Sunday, October 25, 2015

Week ???: To The People Who Said "Sorry you got called to Temple Square

The Parliament of World Religions had their conference this week in SLC. We had all sorts of people from around the world, and they all looked really important. While we were giving a Chinese tour, a lady asks, so do all the women in your religion have to wear that white headdress? My companion and I were both very confused, and we realized that she was looking at another group of guests who were wearing their own religious clothing. There were tons of people on square this week in robes, shawls, headdresses, yamikas (sp?)... hats and clothes of all sorts and colors. It was really interesting! 

When we first heard that this conference was happening, we were all excited. We anticipated learning tons about different cultures, understanding different religions, deep conversations about God. Which we did. I was really appreciative of the people who came with genuine curiosity and willingness to find the commonalities in ways we worship and serve. We had a lot of respectful discussions about what we do and believe. It really was awesome. What wasn't so awesome was the occasional passive aggressive comment. One such example: "In my missionary work, we make sure that we spend a lot of time trying to understand the cultures of the places we serve in. For example, when I went to India, I lived with the people for a couple months in their homes. I studied with them. I worshiped with them. We don't have the missionaries just go out to preach straightaway." And then he looked at my name tag. Ouch. But then we had a good conversation about how everything we do is centered on Christ, and I shared Helaman 5:12 with him and we ended on a good note so all is well. 

After I had a long long discussion with another woman about why Prophets are always men, she says, "well, I'm glad that you've thought about this issue, and that you're not like... following blindly.
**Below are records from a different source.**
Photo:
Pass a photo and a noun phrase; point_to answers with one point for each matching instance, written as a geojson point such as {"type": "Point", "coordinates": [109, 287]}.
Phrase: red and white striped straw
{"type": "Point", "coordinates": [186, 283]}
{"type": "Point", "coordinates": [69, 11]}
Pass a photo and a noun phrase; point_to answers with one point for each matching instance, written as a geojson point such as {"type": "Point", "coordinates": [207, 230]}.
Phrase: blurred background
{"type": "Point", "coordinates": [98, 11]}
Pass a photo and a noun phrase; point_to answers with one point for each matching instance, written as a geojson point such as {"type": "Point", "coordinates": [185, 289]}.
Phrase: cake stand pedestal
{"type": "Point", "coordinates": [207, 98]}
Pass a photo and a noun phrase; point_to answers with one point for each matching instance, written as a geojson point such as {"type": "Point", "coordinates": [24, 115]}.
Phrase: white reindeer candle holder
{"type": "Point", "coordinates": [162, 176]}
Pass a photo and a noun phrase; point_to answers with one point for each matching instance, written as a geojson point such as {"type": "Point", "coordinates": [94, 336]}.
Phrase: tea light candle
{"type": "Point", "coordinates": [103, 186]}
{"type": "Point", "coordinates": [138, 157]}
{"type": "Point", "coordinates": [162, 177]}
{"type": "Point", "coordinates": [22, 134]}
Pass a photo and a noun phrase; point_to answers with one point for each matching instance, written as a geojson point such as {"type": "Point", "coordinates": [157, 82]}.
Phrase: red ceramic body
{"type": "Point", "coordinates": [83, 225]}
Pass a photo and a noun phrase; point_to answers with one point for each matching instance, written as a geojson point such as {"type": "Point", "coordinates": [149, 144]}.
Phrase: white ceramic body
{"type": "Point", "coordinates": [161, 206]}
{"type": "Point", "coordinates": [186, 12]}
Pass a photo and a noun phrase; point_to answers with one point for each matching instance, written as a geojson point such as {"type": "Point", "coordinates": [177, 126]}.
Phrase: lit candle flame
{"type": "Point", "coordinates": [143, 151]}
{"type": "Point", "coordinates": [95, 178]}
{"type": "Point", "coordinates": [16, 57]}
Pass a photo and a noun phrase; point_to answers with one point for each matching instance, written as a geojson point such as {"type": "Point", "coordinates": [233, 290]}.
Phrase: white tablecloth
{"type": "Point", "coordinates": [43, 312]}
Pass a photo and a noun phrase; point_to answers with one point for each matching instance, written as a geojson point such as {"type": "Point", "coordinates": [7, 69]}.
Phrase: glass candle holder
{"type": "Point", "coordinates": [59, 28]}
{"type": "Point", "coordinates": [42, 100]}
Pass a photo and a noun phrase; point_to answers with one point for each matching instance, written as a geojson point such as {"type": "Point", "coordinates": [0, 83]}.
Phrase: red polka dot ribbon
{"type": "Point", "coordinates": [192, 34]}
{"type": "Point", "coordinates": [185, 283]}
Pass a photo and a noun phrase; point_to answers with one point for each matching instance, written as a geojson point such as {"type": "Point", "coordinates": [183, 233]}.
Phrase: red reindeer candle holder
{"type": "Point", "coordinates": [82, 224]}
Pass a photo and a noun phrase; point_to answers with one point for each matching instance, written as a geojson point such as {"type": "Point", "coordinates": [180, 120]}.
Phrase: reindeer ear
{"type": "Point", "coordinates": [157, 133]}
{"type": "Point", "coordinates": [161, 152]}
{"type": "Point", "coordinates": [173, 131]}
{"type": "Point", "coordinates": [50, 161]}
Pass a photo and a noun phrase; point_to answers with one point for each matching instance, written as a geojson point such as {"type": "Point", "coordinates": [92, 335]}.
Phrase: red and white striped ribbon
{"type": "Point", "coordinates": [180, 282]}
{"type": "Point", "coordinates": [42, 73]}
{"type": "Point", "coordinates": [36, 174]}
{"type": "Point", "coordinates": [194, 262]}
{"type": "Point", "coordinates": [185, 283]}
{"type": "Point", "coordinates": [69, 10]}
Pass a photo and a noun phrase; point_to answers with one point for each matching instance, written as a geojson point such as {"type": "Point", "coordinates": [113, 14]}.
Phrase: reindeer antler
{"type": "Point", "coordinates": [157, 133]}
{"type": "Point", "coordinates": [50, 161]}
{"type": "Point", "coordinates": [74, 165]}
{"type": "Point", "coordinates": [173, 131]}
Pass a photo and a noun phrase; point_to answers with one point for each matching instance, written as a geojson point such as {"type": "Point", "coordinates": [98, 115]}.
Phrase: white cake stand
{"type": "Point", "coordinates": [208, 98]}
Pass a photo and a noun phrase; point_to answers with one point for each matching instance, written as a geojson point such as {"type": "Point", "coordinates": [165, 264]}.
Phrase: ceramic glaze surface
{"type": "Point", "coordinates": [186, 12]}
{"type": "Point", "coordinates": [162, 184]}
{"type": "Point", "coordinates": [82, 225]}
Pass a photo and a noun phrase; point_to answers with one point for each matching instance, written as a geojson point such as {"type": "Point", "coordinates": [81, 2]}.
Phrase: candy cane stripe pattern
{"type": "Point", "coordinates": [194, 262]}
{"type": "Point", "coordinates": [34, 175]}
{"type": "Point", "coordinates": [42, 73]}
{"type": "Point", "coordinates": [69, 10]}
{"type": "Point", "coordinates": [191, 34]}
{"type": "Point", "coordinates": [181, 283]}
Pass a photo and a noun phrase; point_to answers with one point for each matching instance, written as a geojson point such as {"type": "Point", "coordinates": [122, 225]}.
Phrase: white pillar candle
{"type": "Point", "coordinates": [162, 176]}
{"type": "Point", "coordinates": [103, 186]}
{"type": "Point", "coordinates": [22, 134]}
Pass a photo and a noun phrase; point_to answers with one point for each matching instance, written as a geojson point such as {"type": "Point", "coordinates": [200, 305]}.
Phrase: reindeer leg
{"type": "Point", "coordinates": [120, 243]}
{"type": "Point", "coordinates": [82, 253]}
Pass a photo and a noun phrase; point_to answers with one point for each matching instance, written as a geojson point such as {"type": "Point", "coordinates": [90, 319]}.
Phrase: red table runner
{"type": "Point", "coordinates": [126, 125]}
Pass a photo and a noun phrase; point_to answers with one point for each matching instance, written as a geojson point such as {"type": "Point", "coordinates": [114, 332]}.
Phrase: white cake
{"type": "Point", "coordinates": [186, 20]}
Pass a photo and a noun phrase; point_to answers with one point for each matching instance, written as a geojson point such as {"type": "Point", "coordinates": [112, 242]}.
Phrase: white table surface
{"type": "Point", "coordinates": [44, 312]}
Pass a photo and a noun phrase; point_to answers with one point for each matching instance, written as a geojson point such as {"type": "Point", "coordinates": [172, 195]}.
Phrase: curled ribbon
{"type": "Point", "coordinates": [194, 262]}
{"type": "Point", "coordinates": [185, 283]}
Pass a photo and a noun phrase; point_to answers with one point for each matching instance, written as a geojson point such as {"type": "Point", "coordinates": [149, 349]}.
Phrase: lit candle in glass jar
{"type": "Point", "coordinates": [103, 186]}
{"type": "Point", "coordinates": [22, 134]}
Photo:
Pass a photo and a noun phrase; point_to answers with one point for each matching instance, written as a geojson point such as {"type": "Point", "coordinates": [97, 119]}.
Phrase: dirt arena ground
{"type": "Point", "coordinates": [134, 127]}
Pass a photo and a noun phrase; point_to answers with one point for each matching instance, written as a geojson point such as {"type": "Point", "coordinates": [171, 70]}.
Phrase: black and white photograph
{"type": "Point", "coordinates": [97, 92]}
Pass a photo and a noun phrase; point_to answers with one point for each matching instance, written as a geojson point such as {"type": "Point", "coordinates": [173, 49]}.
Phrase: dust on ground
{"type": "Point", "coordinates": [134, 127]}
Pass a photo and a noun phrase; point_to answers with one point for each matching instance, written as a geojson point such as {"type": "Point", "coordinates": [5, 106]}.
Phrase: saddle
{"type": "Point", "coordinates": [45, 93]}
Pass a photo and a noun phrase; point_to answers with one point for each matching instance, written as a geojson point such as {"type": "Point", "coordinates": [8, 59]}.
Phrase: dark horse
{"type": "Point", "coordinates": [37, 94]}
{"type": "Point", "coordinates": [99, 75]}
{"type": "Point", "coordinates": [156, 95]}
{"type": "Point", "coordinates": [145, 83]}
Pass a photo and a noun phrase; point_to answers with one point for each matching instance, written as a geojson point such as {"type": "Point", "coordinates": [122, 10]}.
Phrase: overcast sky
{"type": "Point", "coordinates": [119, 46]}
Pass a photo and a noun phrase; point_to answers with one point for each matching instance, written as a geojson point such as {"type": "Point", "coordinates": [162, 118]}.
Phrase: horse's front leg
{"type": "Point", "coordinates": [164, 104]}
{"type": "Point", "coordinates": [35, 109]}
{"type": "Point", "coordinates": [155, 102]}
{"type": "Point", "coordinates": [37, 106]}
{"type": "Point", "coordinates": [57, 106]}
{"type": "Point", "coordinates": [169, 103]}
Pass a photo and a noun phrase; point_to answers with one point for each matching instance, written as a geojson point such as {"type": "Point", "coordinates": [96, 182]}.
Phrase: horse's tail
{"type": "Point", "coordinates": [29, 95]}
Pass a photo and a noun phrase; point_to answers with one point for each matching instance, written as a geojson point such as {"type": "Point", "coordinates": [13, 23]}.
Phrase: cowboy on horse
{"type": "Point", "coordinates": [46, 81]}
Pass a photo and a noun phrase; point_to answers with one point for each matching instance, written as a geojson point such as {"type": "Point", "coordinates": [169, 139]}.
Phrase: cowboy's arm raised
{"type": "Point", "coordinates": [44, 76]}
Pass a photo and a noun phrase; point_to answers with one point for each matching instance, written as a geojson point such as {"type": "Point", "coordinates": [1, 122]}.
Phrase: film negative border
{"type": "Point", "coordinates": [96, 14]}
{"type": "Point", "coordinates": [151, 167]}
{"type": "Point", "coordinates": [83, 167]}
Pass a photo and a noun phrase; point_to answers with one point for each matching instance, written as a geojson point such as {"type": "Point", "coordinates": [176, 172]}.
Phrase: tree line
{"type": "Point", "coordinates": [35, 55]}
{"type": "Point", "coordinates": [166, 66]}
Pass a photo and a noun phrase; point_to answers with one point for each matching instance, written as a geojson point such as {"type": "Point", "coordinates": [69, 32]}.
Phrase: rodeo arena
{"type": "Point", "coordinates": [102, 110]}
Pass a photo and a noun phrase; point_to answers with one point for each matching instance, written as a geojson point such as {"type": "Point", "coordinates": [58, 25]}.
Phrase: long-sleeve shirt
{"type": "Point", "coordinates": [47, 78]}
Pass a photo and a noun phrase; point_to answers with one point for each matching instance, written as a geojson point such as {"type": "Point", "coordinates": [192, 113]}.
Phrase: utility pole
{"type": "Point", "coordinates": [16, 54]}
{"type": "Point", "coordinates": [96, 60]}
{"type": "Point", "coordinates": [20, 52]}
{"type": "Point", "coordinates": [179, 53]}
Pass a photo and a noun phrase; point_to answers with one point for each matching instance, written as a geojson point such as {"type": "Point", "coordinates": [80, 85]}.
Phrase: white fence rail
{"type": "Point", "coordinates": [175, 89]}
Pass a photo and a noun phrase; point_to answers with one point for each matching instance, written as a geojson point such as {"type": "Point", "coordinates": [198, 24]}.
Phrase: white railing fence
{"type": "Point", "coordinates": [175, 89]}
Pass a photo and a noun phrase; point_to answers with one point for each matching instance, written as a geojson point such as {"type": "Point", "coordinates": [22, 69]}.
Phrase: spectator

You kind seemed like one of those in the beginning." Another ouch. 

It was a rough week, to be quite honest. One morning, Sister Burgoyne and I were walking and talking about how difficult hard it's been, and trying our best to still smile and talk to the angry pedestrians. As we walked through the gates of Temple Square, a elderly lady came up to us and said, "SISTERS! I HAVE SOMETHING FOR YOU... A hug! From your mother!" She gave us each a long needed hug, and we immediately started tearing up. God is looking out for us, and the lady was an angel. 

Also, Elder Holland came and spoke to us for Relief Society. ELDER HOLLAND, EVERYONE'S FAVOURITE APOSTLE, CAME TO OUR RELIEF SOCIETY. To all you people that laughed at me for getting called to Temple Square, now is your time to feel embarrassed, because you probably didn't have an apostle come to give your Relief Society lesson.

He spoke to us about how why the Book of Mormon is so important. I feel like I finally truly understand the phrase, "The Book of Mormon is the keystone of our religion". It only took an apostle to speak to us in the real life for me to understand it. Most of the organization of the church didn't take place until the Book of Mormon was found, translated and published. The Book of Mormon takes precedence over any ordinance that we have, any establishing of auxiliary, any... anything. Even before the temple or even baptism... reading and knowing that the Book of Mormon is the word of God is essential in being a Latter-day Saint. It's important because it's about Christ, who He is, and His atoning sacrifice. 

Understanding Christ's love is the best thing that has happened in my life. I don't completely understand it; I know that because I learn something new about Christ and our Heavenly Father every single day. But the Book of Mormon and the Bible are the richest sources of understanding that love, and I just wish every single person just got around to even just opening the scriptures. 

Picture #1: A cool series of illustrations in the Conference Center called "Women Who Chose God". Everybody should go to the Conference Center to look at the art there.